The Executive Director of the IN campaign, Will Straw has accepted that free trade agreements with third countries could continue after we Vote Leave, stating: ‘either eventuality could come to pass’.
After we Vote Leave, we would be free to immediately start negotiations with third countries to strike free trade deals. There are 1,720 civil servants in Whitehall who specialise in trade policy who could be deployed during this period to ensure a smooth transition. These deals could come into force after the treaties cease to apply to the UK.
If the UK makes clear it wants existing agreements to be maintained on current terms, there is little reason to think any third country with which the EU currently has a free trade agreement would disagree. The UK is, after all, the fifth largest economy in the world. There is no reason why third countries would want to cut off access to the UK market.
As the Prime Minister of New Zealand, John Key, has said: ‘we would want to preserve both our existing position with Great Britain and continue to grow that relationship. We would need to find a way through that. The reality is there are a number of mechanisms where that would be possible’.
Lord Darling claims that leaving the EU ‘would mean introducing tariffs and barriers to our trade’, but IN campaigners have already admitted this is inaccurate.
The Prime Minister, David Cameron, has admitted: ‘If we were outside the EU altogether, we’d still be trading with all these European countries, of course we would … Of course the trading would go on … There’s a lot of scaremongering on all sides of this debate. Of course the trading would go on’.
The UK’s former Ambassador to the EU and leading supporter of the BSE campaign, Lord Kerr, has admitted: ‘there is no doubt that the UK could secure a free trade agreement with the EU. That is not an issue‘.
Even the pro-EU CBI has said: ‘the UK is highly likely to secure a Free Trade Agreement with the EU, and such an agreement would be likely to be negotiated at an extremely high level of ambition relative to other FTAs [free trade agreements]’.
The pro-EU Centre for European Reform has accepted that, ‘given the importance of the UK market to the eurozone, the UK would probably have little difficulty in negotiating an FTA‘.

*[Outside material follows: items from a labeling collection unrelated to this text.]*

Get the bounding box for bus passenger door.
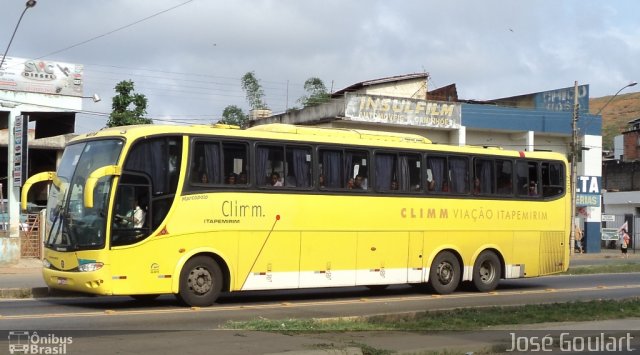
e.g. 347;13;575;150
356;232;409;285
407;232;425;283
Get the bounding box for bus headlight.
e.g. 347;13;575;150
78;263;104;272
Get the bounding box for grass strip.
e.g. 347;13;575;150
563;262;640;275
224;298;640;334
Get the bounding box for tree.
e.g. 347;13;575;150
218;105;249;128
298;77;331;107
107;80;153;127
240;71;268;110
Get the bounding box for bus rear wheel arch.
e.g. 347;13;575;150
176;255;224;307
429;250;462;295
472;250;502;292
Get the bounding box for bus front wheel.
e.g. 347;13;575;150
473;251;502;292
429;251;461;295
176;256;222;307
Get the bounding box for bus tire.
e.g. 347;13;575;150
177;256;222;307
429;251;461;295
472;250;502;292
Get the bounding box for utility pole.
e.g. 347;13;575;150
569;81;580;255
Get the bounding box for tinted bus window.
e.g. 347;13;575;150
472;158;496;195
516;161;540;197
449;156;469;194
542;163;565;197
496;159;513;195
427;156;449;192
375;153;422;192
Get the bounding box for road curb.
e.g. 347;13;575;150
0;287;82;299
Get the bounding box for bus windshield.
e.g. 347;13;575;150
45;139;124;251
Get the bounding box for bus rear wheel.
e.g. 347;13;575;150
473;251;502;292
177;256;222;307
429;251;461;295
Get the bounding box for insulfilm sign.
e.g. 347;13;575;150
345;94;461;128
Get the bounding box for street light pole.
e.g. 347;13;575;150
0;0;36;69
569;81;580;255
596;81;638;116
0;0;36;264
569;81;638;255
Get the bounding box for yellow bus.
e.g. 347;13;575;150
22;124;571;306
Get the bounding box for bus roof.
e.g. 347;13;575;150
70;123;566;160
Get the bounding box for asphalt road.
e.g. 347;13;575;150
0;273;640;355
0;273;640;331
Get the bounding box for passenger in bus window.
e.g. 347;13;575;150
353;174;364;190
473;177;480;195
238;171;247;185
271;172;282;187
498;177;513;195
115;196;146;228
391;180;398;190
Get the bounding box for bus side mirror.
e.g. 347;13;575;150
20;171;60;211
84;165;122;208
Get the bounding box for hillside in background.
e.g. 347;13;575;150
589;92;640;150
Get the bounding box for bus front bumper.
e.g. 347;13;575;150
42;265;112;295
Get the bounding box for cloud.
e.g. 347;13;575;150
0;0;640;129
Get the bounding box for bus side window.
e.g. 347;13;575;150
344;150;369;190
284;146;311;188
542;162;564;197
190;141;221;184
471;158;496;195
318;149;346;189
496;159;513;195
427;156;449;192
222;142;249;185
449;156;469;194
256;145;284;187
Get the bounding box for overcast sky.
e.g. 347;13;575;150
0;0;640;133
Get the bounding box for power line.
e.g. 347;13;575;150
34;0;194;59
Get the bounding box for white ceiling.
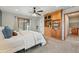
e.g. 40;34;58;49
0;6;70;16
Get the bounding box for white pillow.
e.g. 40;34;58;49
0;27;4;40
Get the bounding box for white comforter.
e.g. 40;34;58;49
0;31;46;53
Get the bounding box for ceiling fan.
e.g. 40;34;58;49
32;7;43;16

The Foreign Secretary, Philip Hammond, has admitted that a free trade agreement in goods ‘would be relatively simple to negotiate‘.
BSE seem to accept that it could take less than two years to strike a free trade deal with the EU. This is a reasonable assumption.

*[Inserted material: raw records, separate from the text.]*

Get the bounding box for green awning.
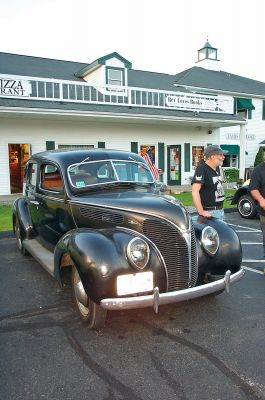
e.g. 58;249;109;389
236;97;255;111
221;144;239;155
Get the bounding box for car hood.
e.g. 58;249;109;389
71;191;190;230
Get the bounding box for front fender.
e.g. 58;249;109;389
12;197;36;240
194;216;242;275
54;228;167;303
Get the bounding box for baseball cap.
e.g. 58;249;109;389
204;144;228;158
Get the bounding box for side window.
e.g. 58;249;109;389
40;164;64;192
26;163;37;187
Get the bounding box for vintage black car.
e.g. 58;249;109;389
13;149;244;328
231;179;258;219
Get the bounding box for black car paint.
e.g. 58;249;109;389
14;150;242;303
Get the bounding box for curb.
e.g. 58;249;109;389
0;231;15;239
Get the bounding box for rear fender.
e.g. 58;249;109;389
13;197;36;240
54;228;163;303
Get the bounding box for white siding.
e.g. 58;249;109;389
0;118;219;195
220;99;265;168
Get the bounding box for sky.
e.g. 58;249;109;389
0;0;265;82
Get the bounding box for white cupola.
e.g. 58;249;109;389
196;38;220;71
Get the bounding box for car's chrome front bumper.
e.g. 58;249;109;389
100;268;245;312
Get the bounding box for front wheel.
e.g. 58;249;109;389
237;194;257;218
15;220;29;256
72;266;107;329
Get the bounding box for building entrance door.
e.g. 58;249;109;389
8;143;29;193
167;144;181;185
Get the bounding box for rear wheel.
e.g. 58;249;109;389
72;266;107;329
237;194;257;218
15;220;29;256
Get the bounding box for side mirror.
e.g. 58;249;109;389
159;183;168;193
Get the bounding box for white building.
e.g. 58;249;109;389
0;42;265;195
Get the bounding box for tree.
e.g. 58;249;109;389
254;147;264;167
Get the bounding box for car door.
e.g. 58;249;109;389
32;162;74;247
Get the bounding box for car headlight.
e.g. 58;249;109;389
127;238;150;269
201;226;219;256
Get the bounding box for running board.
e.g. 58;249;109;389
23;239;54;276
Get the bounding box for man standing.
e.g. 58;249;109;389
191;145;227;219
249;161;265;257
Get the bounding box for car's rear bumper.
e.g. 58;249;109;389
100;268;245;312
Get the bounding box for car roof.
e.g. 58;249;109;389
30;149;145;168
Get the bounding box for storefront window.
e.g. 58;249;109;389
192;146;204;169
140;144;156;164
223;154;238;168
58;144;95;150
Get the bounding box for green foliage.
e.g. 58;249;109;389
254;147;264;167
224;168;239;182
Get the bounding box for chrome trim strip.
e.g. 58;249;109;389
100;268;245;310
34;193;64;203
67;199;191;234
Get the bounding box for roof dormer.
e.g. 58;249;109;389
75;52;132;89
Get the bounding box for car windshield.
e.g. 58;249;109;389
67;160;154;188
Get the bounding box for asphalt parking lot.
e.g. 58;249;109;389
0;213;265;400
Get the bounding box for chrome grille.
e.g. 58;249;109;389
143;219;197;291
80;207;123;225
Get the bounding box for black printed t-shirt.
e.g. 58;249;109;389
248;161;265;215
191;162;225;208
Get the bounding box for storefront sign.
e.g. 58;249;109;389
166;92;234;114
246;133;256;140
0;76;31;97
225;133;239;140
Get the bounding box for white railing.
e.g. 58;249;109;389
0;75;233;113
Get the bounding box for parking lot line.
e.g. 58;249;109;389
243;265;265;275
241;241;265;245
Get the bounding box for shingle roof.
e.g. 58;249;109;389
0;52;87;81
0;52;265;96
172;67;265;96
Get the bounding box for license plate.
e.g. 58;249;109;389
117;271;154;296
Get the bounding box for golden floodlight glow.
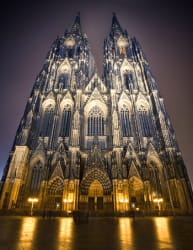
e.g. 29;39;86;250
28;197;38;216
28;198;38;202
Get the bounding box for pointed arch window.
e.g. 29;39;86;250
120;105;131;136
60;105;71;137
124;72;133;90
58;73;68;89
41;104;54;137
88;106;104;136
31;161;43;193
138;105;151;137
149;162;162;196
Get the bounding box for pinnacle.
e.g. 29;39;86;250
71;12;82;35
111;13;123;35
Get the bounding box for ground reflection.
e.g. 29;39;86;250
18;217;37;249
118;218;133;249
153;217;173;249
0;216;193;250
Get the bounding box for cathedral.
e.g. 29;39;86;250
0;14;193;215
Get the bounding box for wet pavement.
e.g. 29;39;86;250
0;217;193;250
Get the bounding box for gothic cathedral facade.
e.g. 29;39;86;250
0;14;193;214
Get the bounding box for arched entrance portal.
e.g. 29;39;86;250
129;176;144;209
88;180;103;211
46;177;64;211
79;168;113;214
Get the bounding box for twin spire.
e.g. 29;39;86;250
71;12;123;35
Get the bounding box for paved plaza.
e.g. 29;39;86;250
0;216;193;250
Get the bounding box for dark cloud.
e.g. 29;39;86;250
0;0;193;185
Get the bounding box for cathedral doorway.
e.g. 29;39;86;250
129;176;144;209
46;177;64;211
79;168;113;215
88;180;103;211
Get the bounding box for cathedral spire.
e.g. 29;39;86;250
111;13;123;35
71;12;82;35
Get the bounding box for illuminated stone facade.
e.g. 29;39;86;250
0;15;193;214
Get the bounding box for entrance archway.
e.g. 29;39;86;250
129;176;144;208
79;168;113;213
88;180;103;211
46;177;64;211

BSE admits that the EU has struck free trade deals in less than two years. In the table in their press release, BSE claims that the EU and Mexico struck a free trade deal in 1.83 years (though it is unclear how it came to this figure).
Trade deals take on average two years to complete. Oxford Economics states that ‘an analysis of regional trade deals conducted over the past 20 years found an average duration of 28 months‘.
The US-Australia free trade agreement was concluded in less than two years. Formal negotiations for a free trade agreement began in Canberra on 18 March 2003. The agreement came into effect on 1 January 2005. The US Government states that: ‘as a result of the U.S.-Australia Free Trade Agreement, tariffs that averaged 4.3 percent were eliminated on more than 99% of the tariff lines for U.S. manufactured goods exports to Australia’.
The US-Canada free trade agreement was negotiated in less than two years. According to the Government of Canada, ‘In 1987, both countries agreed to the Canada-United States Free Trade Agreement (CUSFTA). Negotiations toward a free trade agreement with the U.S. began in 1986. The two nations agreed to a historic agreement that placed Canada and the United States at the forefront of trade liberalization. Key elements of the agreement included the elimination of tariffs, the reduction of many non-tariff barriers, and it was among the first trade agreements to address trade in services. It also included a dispute settlement mechanism for the fair and expeditious resolution of trade disputes’.